Architect Jim Rounsevell sounds off on some of the criticisms he’s heard about his underpass design

The cost estimate for the underpass is $27 million, close to double the estimate of the replacement MMM bridge design.

That includes a 26 percent contingency because of possible undiscovered subsurface conditions, but the feedback that I’ve gotten from other people in the industry is that the numbers are generous and represent a worst-case scenario. The MMM arch bridge design is at $18 million. Also, the $27 million doesn’t take into account possible savings through use of design/build or the increased economic stimulation the underpass provides.

There’s no difference in potential economic impact between the bridge and the underpass.

Show me the data. You’re making a decision for the next 100 years, and to move forward with that
without the best information is dangerous. This is a focus on short-term cost while the benefit of long term economic growth is not being weighed. Right now, city council does not have the full economic picture. A full study needs to be done through Department of Economic Development and not Neighborhood Development Services.

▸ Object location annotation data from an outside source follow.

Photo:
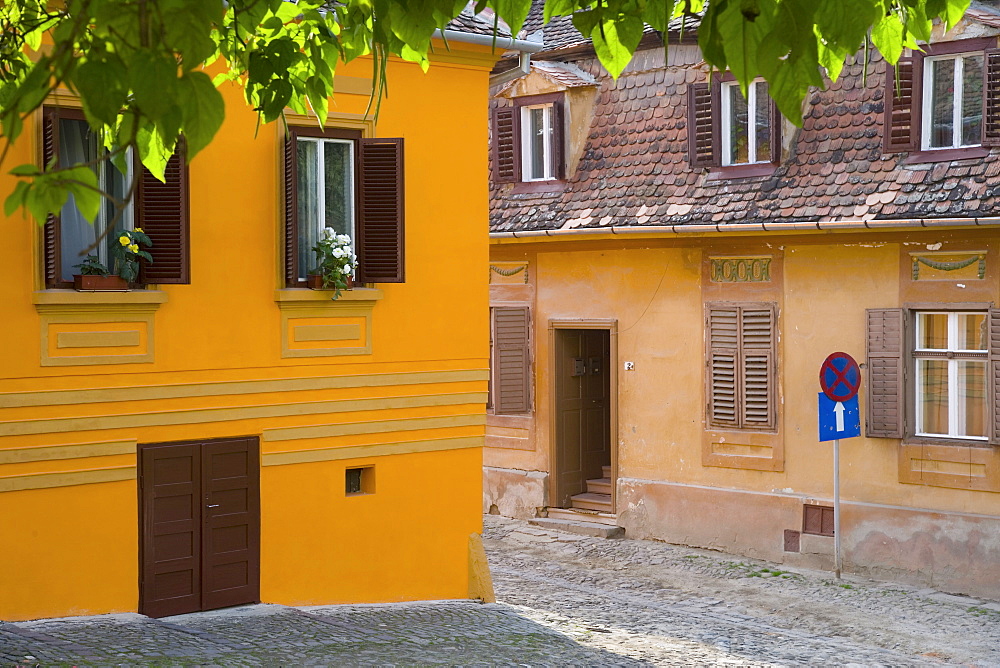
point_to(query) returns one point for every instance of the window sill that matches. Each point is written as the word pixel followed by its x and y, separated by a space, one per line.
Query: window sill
pixel 952 442
pixel 551 186
pixel 305 295
pixel 733 172
pixel 55 298
pixel 946 155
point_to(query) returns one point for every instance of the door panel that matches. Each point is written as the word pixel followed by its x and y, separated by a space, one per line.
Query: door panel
pixel 170 545
pixel 583 409
pixel 231 536
pixel 200 521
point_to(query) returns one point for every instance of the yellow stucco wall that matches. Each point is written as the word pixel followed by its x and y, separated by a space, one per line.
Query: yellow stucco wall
pixel 217 370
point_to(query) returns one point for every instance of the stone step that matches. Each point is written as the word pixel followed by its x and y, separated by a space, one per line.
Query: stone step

We would have to start the funding process all over with the Commonwealth Transportation Board.

We have the time to figure this out, and if it takes longer to get it done for a better result, yeah, let’s start over. Now that the economy has improved, there’s a lot more money in the pipeline for projects exactly like this. Other cities have done this and they find a way to get the funding because it’s that important. You need sustainable infrastructure to attract and maintain the right kinds of businesses.

The railroad won’t allow an underpass.

The railroad has not said that. They have done underpasses. They just did this eight or 10 years ago on 10th Street/Roosevelt Brown Boulevard. That was CSX and Norfolk Southern. They do it all the time.

Lexis/Nexis will lose its tunnel to the Pavilion.

They explicitly stated in a letter to the city it was important that they maintain walkability for their employees, and by taking away a 30 foot high embankment and a dark tunnel and making it like any other street in the city, you improve access, you don’t make it worse. It’s actually better for them.

This is liberal big government, pie-in-the-sky spending.

It’s the opposite. It’s the responsible investment in our community that will cost less in the long term and have greater economic benefit to the entire community into the future. This is not a four or five year decision. This is a 60- to 100-year decision.

Architect Jim Rounsevell created the underpass design with landscape architects Peter O'Shea and Sara Wilson. All three are Belmont residents. Photo: Christian Hommel
Architect Jim Rounsevell created the underpass design with landscape architects Peter O’Shea and Sara Wilson. All three are Belmont residents. Photo: Christian Hommel

 

Correction: The original version of this story misstated the age of the Belmont Bridge. It is 52 years old.